Ps: the above is only illustrative code. It will not compile.

Here `curr_data_ji` are simply 256-bit scalars, `C_j_temp` and `G_i` are
1280-bit `curve25519` points and `C_j` is a 256-bit Ristretto point.

Given `M_j` and `G_i`, it is easy to verify that the Pedersen
commitment `C_j` is the correctly generated output. However,
the Pedersen commitment generated from `M_j` and `G_i` is cryptographically
binded to the message `M_j` because finding alternative inputs `M_j*` and 
`G_i*` for which the Pedersen commitment generates the same point `C_j`
requires an infeasible amount of computation.

To guarantee proper execution, so that the backend is correctly set,
this `compute_curve25519_commitments` always calls the `init_backend()` function.

Portions of this documentation were extracted from
[here](https://findora.org/faq/crypto/pedersen-commitment-with-elliptic-curves/)

# Arguments

* `commitments` - A sliced view of a `CompressedRistretto` memory area where the 
               256-bit Ristretto point results will be written to.
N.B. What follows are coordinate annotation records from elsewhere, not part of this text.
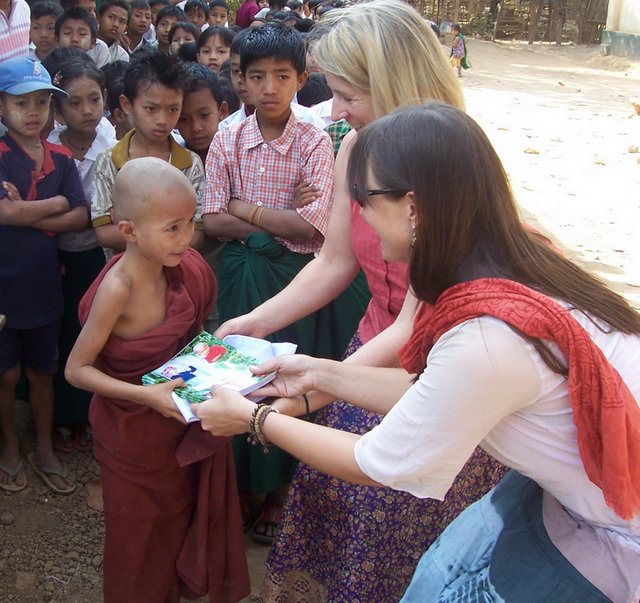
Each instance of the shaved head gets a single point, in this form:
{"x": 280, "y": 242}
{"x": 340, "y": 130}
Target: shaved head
{"x": 145, "y": 182}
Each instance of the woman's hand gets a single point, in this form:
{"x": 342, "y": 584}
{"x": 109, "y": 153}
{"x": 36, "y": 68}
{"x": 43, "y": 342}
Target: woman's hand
{"x": 158, "y": 397}
{"x": 227, "y": 413}
{"x": 243, "y": 325}
{"x": 294, "y": 375}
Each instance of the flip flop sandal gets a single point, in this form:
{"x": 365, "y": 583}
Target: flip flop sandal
{"x": 44, "y": 474}
{"x": 265, "y": 529}
{"x": 15, "y": 474}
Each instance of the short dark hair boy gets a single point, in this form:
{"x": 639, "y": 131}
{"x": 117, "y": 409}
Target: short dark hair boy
{"x": 278, "y": 42}
{"x": 197, "y": 12}
{"x": 155, "y": 79}
{"x": 219, "y": 12}
{"x": 113, "y": 17}
{"x": 165, "y": 18}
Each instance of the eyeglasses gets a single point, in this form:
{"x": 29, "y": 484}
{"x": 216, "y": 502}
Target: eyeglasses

Please,
               you need to guarantee that this slice captures exactly
               data.len() element positions.
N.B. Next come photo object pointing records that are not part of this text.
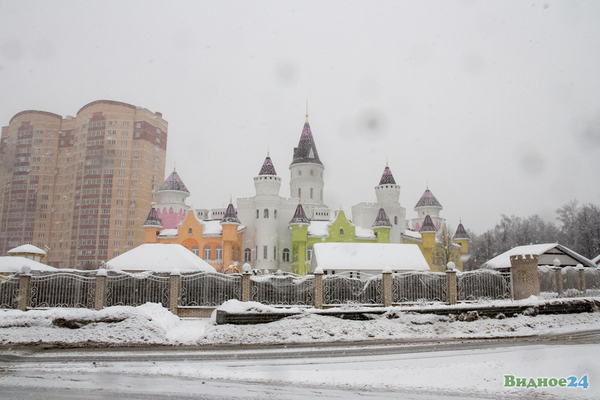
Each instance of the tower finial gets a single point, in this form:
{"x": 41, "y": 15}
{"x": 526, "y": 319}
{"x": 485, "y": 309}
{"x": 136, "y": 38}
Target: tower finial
{"x": 307, "y": 110}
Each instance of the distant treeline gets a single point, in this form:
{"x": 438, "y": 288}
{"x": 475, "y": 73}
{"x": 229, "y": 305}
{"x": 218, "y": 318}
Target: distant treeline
{"x": 579, "y": 230}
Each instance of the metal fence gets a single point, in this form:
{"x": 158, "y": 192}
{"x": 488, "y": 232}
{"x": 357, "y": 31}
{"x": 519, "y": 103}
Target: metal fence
{"x": 344, "y": 289}
{"x": 208, "y": 289}
{"x": 484, "y": 284}
{"x": 135, "y": 290}
{"x": 283, "y": 290}
{"x": 62, "y": 290}
{"x": 9, "y": 292}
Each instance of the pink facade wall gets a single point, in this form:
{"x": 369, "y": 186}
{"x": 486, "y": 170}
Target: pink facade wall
{"x": 169, "y": 218}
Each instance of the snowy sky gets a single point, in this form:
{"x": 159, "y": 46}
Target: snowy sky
{"x": 495, "y": 105}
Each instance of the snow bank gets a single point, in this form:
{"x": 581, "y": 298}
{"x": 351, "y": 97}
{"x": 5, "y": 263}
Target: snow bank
{"x": 151, "y": 324}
* `data` - A generic sliced view `T`. Currently, we support
        two different types of slices. First, is a slice view of a [crate::sequence::Sequence], 
        which captures the slices of contiguous `u8` memory elements.
        In this case, you need to guarantee that the contiguous `u8` slice view
        captures the correct amount of bytes that can reflect
        your desired amount of `num_rows` in the sequence. After all,
        we infer the `num_rows` from `data[i].data_slice.len() / data[i].element_size`.
        The second accepted data input is a slice view of a [curve25519_dalek::scalar::Scalar] memory area,
        which captures the slices of contiguous Dalek Scalar elements.
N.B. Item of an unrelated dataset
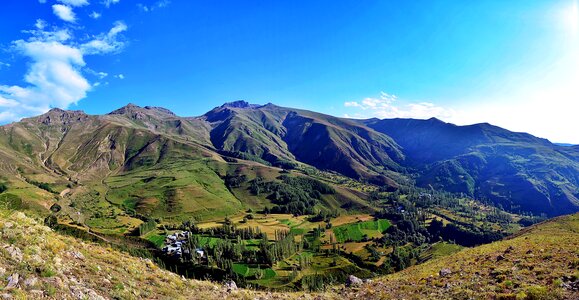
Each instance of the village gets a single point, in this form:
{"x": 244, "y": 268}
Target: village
{"x": 174, "y": 245}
* `generators` - A sliced view of a Ristretto memory area where the
              256-bit Ristretto Point generators used in the commitment computation are
              stored. Bear in mind that the size of this slice must always be greater
              or equal to the longest sequence, in terms of rows, in the table.

# Asserts

If the longest sequence in the input data is bigger than the generators length, or if
the `data.len()` value is different from the `commitments.len()` value.

# Panics

If the compute commitments execution in the GPU / CPU fails.